Gray and the project team are surveying youth to assess how they learned throughout the program and how it helped them realize that they have the power to personally address climate change. The latter was measured through development and implementation of youth-led action projects that some of the participants conducted during the program with the guidance of museum educators. These included planting a pollinator garden, creating social media posts to share information about climate resilience, and constructing sculptures out of trash to promote recycling.
“In North Carolina, we’ve certainly been seeing the impacts of climate change,” Gray says. “If we can raise up a generation of new leaders who are aware not only of the challenges that we face but of creative solutions to those challenges, I think we’ll be in a better position to respond.”
Both CPES — the outreach unit of the UNC Institute for the Environment (IE) — and the museum have a history of creating strong, engaging youth programing. Through this partnership, the institutions were able to pool resources to make for an even more robust experience.
“The museum and the university have these great connections and researchers who want to connect with our audiences,” says Lynn Cross, head of youth programs at the museum. “It’s really beneficial for youth to be able to meet professionals, hear more about their work, and learn about career possibilities.”
In June 2021, after a year of virtual programming, the YES Resilience participants finally met in person to put their new knowledge to work over the course of a three-day institute. When the high schoolers arrived at the museum, they found a grid made of colored duct tape on the floor. Their task? Use their knowledge and lived experiences to build a model city from cardboard boxes and craft supplies that would be resilient to climate disasters and provide as many residents as possible with the resources they would need to thrive.
Resilient solutions such as canals, absorbent pavement, homes on stilts, cooling stations, back-up generators, solar panels, and all-weather shelters were designed, built, and labeled before being placed along a carefully taped-out road system.

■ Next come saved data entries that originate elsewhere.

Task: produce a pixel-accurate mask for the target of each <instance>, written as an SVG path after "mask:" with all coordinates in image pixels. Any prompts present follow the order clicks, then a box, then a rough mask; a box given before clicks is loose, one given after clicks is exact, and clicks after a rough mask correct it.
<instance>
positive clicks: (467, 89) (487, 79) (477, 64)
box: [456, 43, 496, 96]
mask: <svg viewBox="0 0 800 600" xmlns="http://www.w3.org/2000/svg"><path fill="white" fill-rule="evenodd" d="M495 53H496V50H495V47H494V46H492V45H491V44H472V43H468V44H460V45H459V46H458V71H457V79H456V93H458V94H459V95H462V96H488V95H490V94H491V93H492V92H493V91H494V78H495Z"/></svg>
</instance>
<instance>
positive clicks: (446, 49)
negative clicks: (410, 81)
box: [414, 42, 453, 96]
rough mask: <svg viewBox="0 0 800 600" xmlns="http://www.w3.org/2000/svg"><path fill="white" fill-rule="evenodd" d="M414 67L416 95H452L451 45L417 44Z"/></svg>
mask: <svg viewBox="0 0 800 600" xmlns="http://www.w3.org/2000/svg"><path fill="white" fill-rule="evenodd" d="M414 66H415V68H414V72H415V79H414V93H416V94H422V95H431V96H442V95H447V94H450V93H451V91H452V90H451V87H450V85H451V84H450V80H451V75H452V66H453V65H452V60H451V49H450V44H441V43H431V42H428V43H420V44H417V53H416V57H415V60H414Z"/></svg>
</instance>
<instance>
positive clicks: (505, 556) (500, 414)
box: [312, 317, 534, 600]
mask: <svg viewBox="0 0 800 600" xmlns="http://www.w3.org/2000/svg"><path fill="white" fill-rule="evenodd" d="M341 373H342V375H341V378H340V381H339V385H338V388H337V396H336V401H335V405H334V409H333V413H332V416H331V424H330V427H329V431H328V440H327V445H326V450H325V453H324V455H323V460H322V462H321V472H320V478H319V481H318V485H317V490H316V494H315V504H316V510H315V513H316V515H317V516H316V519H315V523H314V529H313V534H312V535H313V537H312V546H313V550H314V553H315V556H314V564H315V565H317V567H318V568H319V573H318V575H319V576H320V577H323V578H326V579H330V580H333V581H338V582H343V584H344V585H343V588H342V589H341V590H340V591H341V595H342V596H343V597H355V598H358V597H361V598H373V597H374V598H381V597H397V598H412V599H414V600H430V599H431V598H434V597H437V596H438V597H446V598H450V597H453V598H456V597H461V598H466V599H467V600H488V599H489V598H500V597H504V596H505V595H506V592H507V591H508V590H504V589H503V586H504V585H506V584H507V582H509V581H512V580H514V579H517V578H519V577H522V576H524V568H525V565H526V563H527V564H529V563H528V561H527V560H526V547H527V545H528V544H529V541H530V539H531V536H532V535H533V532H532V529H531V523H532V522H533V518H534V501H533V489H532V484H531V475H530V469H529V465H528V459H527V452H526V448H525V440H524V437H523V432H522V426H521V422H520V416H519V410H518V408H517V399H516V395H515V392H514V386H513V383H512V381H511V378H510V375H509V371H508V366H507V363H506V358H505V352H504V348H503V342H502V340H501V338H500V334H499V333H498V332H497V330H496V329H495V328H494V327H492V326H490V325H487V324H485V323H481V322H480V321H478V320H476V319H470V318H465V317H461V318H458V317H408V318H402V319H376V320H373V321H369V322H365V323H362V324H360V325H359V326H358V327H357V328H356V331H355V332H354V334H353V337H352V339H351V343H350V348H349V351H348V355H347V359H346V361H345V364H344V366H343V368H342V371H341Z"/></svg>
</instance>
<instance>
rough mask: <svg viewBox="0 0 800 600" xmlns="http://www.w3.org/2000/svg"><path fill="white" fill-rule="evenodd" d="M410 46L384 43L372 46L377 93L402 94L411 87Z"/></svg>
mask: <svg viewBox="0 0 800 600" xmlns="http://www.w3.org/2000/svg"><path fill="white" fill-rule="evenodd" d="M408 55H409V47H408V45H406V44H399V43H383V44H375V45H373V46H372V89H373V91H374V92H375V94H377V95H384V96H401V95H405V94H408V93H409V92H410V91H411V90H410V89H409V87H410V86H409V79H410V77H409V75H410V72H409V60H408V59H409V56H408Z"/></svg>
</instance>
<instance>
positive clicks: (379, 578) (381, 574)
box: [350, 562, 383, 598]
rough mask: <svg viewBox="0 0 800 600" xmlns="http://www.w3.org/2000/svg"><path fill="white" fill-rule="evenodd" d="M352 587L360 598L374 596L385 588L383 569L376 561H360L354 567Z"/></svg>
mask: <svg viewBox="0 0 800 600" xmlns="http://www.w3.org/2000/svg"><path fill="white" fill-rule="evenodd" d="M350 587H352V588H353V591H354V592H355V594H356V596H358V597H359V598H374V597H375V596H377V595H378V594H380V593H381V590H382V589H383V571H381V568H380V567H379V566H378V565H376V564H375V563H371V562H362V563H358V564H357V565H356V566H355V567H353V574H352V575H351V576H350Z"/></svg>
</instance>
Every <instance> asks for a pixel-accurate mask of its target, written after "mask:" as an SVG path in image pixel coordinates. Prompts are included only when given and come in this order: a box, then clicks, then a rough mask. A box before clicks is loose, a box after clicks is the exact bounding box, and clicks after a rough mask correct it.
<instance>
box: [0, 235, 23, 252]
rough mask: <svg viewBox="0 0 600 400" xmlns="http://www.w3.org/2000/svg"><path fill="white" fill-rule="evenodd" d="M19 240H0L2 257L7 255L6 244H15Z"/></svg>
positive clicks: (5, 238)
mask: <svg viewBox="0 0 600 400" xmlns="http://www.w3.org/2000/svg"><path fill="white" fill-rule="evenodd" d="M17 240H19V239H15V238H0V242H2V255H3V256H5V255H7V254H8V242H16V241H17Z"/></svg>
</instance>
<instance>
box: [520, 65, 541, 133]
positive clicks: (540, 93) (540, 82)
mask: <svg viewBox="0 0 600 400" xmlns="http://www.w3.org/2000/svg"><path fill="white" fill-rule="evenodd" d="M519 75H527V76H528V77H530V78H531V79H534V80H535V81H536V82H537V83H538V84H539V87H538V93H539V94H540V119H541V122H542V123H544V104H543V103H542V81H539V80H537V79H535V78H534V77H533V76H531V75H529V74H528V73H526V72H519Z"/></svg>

“Working with your hands engages your brain in a different way,” says Dana Haine, the K-12 Science Education Manager at CPES. “When you’re doing that with people next to you, it leads to more collaboration and creativity. That’s what we need to solve the problems that climate change is putting on the table for us: different people with different skills and passions.”
The researchers are using surveys to assess the changes in each person’s perception of their ability to impact climate change. They will use this information to create a resilience-focused curriculum that can be implemented in science centers and museums from the North Carolina mountains to the coast and beyond.
“Connecting UNC to non-academic partners in the state really enables us to expand the reach of the university and be a force for good in communities across the state,” Gray says.